Em casa, simplesmente acreditavam que tresvariava, sobretudo desde que dera para andar com o braço direito levantado, como o Arcanjo Gabriel. Fernanda se deu conta, entretanto, de que havia um sol de clarividência nas sombras desse desvario, pois Úrsula podia dizer sem titubear quanto dinheiro se havia gasto em casa durante o último ano. Amaranta teve uma ideia semelhante certo dia em que a mãe mexia na cozinha uma panela de sopa e disse de repente, sem saber que estava sendo ouvida, que o moinho de fubá que haviam comprado dos primeiros ciganos, e que havia desaparecido desde antes que José Arcadio desse sessenta e cinco vezes a volta ao mundo, ainda estava na casa de Pilar Ternera. Também quase centenária, mas sã e ágil apesar da inconcebível gordura que espantava as crianças como em outros tempos a sua risada espantava os pombos, Pilar Ternera não se surpreendeu com o acerto de Úrsula, porque a sua própria experiência começava a indicar que uma velhice alerta pode ser mais sagaz que as averiguações das cartas. 

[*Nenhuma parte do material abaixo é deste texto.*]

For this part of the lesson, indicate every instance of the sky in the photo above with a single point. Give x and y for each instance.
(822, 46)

Entretanto, quando Úrsula percebeu que o tempo não lhe havia chegado para consolidar a vocação de José Arcadio deixou-se aturdir pela consternação. Começou a cometer erros tentando ver com os olhos as coisas que a intuição lhe permitia ver com maior claridade. Certa manhã jogou na cabeça do menino o conteúdo de um tinteiro, pensando que era água-de-colônia. Ocasionou tantas dificuldades com a teimosia de intervir em tudo, que se sentiu transtornada por crises de mau humor, e tentava vencer as trevas que finalmente a estavam tolhendo como uma camisa de teias de aranha. Foi então que lhe ocorreu que a sua inabilidade não era a primeira vitória da decrepitude e da escuridão, mas uma falha do tempo. Pensava que antigamente, quando Deus não fazia com os meses e os anos as mesmas trapaças que faziam os turcos ao medir uma jarda de percal, as coisas eram diferentes. Agora não apenas as crianças cresciam mais depressa, mas até os sentimentos evoluíam de outro modo. Nem bem Remedios, a bela, subira ao céu de corpo e alma, já Fernanda, sem consideração, andava resmungando pelos cantos que ela levara os lençóis. Nem bem haviam esfriado os corpos dos Aurelianos nas tumbas e já Aureliano Segundo tinha outra vez a casa tomada, cheia de bêbados que tocavam acordeão e se encharcavam de champanha, como se não tivessem morrido cristãos e sim cachorros, e como se aquela casa de loucos, que tantas dores de cabeça e tantos animaizinhos de caramelo tinha custado, estivesse predestinada a se converter numa lixeira de perdição. Lembrando-se destas coisas enquanto aprontavam o baú de José Arcadio, Úrsula se perguntava se não era preferível se deitar logo de uma vez na sepultura e lhe jogarem a terra por cima, e perguntava a Deus, sem medo, se realmente acreditava que as pessoas eram feitas de ferro para suportar tantas penas e mortificações; e perguntando e perguntando ia atiçando a sua própria perturbação e sentia desejos irreprimíveis de se soltar e não ter papas na língua como um forasteiro e de se permitir afinal um instante de rebeldia, o instante tantas vezes desejado e tantas vezes adiado, para cortar a resignação pela raiz e cagar de uma vez para tudo e tirar do coração os infinitos montes de palavrões que tivera que engolir durante um século inteiro de conformismo. 

— Porra! — gritou.

Amaranta, que começava a colocar a roupa no baú, pensou que ela tinha sido picada por um escorpião. 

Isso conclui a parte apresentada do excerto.